In 2012, the ENCODE project published the results of an enormous effort to characterize every functional element encoded by the human genome. Surprisingly, they detected measurable biochemical activities for ~75% of the human genome, much more than the <10% that had been estimated to be under evolutionary selection. This caused debate to erupt over which value is correct. Ultimately, in a sense they both are: the 75% value is based on a “Causal Role” (CR) definition of function that describes a trait’s mechanism but not its evolutionary history, and the <10% value arises from a different “Selected Effect” (SE) definition of function that describes an adaptive trait’s evolutionary history.
Because these two definitions of function describe two different things (mechanism vs. selection), it is not surprising that each group of researchers used different experiments to obtain different values for how much of the human genome is functional. Unfortunately, the ENCODE authors inappropriately claimed that their new CR estimate of function superseded the older SE estimate, generating strong push back from evolutionary biologists.
This debate is an example of how two different philosophical approaches can give two different answers to the same question based on the unique measurements demanded by each approach. Unfortunately, confusing these approaches led to ambiguity that could (and probably should) have been avoided by a broader appreciation of the philosophical issues at play. Might similar situations exist in microbiology? I suggest that the answer is yes, and in my recent Nature Microbiology Perspective nominate the debate surrounding the meaning and relevance of the “holobiont” as an example where different philosophical approaches to describe the importance host-microbe relationships have led to different explanatory models that can be easily confused and misunderstood.
Much ink has now been spilled advocating for each of two types of model to describe host-microbe symbioses. The first uses a CR functional approach to define the holobiont as a single system that includes both the host and its microbial symbionts, emphasizing the phenotypic effects of altering one or both partners. This CR approach builds on a long history of defining microbial function based on experimental manipulations. In contrast, SE approach to microbiome function emphasizes the that a host and its symbionts are also individuals, and how evolutionary models that consider both partners as a single unit of selection have several theoretical difficulties. Both of these perspectives have attracted considerable support within the microbiology community, although though when either should be preferred over the other remains contentious.
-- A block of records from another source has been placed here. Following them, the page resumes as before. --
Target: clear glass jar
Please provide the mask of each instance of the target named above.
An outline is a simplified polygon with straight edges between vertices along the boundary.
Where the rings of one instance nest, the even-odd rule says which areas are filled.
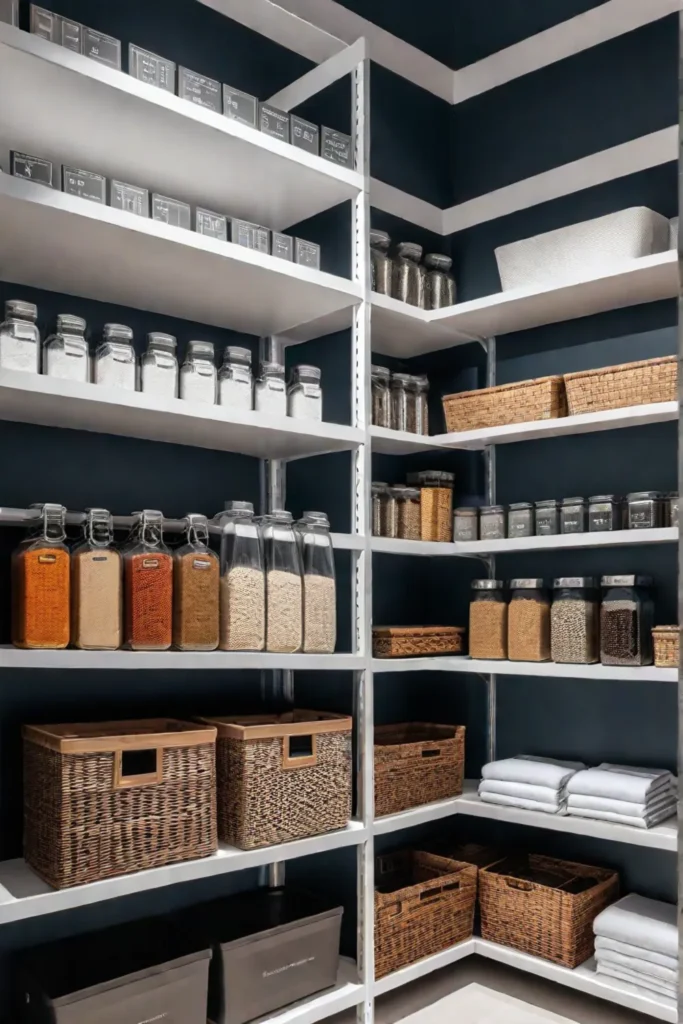
[[[588,532],[621,529],[621,500],[615,494],[594,494],[588,499]]]
[[[585,498],[563,498],[560,505],[560,533],[586,532]]]
[[[173,642],[173,558],[164,544],[164,517],[134,513],[123,550],[124,641],[132,651],[167,651]]]
[[[372,535],[384,536],[385,505],[389,498],[389,484],[376,480],[372,484]]]
[[[215,405],[218,374],[210,341],[191,341],[180,367],[180,397],[186,402]]]
[[[472,580],[470,658],[508,656],[508,603],[502,580]]]
[[[423,437],[429,436],[429,379],[424,374],[414,377],[415,395],[415,432]]]
[[[634,491],[626,495],[629,530],[653,530],[664,522],[664,495],[661,491]]]
[[[382,536],[396,539],[398,537],[398,506],[403,499],[405,484],[387,487],[386,497],[382,503]]]
[[[140,381],[146,395],[157,398],[178,397],[178,356],[172,334],[152,331],[147,335],[147,351],[140,357]]]
[[[409,473],[408,484],[420,488],[421,539],[443,543],[452,541],[455,474],[426,469]]]
[[[12,643],[23,650],[69,645],[70,555],[66,509],[32,505],[36,525],[12,555]]]
[[[43,346],[43,373],[61,380],[90,381],[90,353],[85,340],[85,320],[60,313],[57,329]]]
[[[294,654],[303,642],[301,555],[291,512],[263,517],[266,565],[266,650]]]
[[[388,255],[391,239],[386,231],[370,229],[370,271],[372,290],[380,295],[391,295],[393,260]]]
[[[391,426],[393,430],[416,433],[417,384],[410,373],[394,373],[391,378]]]
[[[304,654],[332,654],[337,644],[337,586],[330,521],[304,512],[297,523],[304,586]]]
[[[281,363],[261,363],[254,385],[254,408],[266,416],[287,415],[285,368]]]
[[[550,597],[543,580],[511,580],[510,591],[508,658],[510,661],[548,661]]]
[[[254,408],[254,379],[248,348],[226,345],[223,365],[218,371],[218,404],[240,412],[251,412]]]
[[[451,274],[450,256],[429,252],[425,256],[427,270],[427,309],[443,309],[455,305],[455,278]]]
[[[463,544],[479,540],[479,509],[470,506],[456,508],[453,513],[453,540]]]
[[[322,420],[323,389],[320,369],[303,363],[292,367],[287,386],[287,415],[295,420]]]
[[[483,505],[479,510],[479,536],[482,540],[503,540],[506,536],[505,505]]]
[[[254,506],[229,501],[214,518],[221,531],[220,639],[222,651],[266,646],[266,574]]]
[[[177,651],[218,647],[218,555],[209,547],[206,516],[186,516],[185,543],[173,554],[173,646]]]
[[[600,661],[603,665],[651,665],[655,606],[650,576],[603,576]]]
[[[121,555],[104,508],[89,508],[83,540],[71,552],[71,643],[83,651],[116,651],[123,640]]]
[[[391,371],[386,366],[371,367],[372,423],[391,427]]]
[[[678,526],[678,513],[681,499],[678,494],[672,494],[669,498],[669,526]]]
[[[558,665],[593,665],[600,660],[600,601],[592,576],[553,581],[550,657]]]
[[[515,501],[508,509],[508,537],[533,537],[534,506],[530,501]]]
[[[137,360],[133,332],[124,324],[105,324],[95,353],[93,379],[108,388],[137,389]]]
[[[421,265],[421,259],[421,245],[399,242],[394,257],[391,293],[399,302],[426,309],[427,271]]]
[[[398,499],[398,536],[401,540],[419,540],[420,490],[404,487]]]
[[[560,532],[559,505],[554,498],[537,501],[534,517],[537,537],[554,537]]]
[[[0,370],[40,373],[38,307],[32,302],[9,299],[0,324]]]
My hope is that this Nature Microbiology Perspective clarifies the utility of both CR and SE approaches to defining function in host-microbe relationships. This work grew primarily out of my desire to reconcile my own agreement with many aspects of both approaches. I also hope that this work inspires new tests of host and symbiont evolution that: (1) explicitly measure selection over multiple generations; (2) study traits instead of just microbiome composition; (3) disambiguate direct and indirect modes of selection; and (4) do not emphasize a particular level of selection without differentiating selection acting at that level from selection acting more directly at another level. In the meantime, microbiologists may need to follow other fields that primarily use CR definitions of function due to the complexity of microbiome systems, unless an SE function can be supported by explicit and unambiguous measurements of direct selection.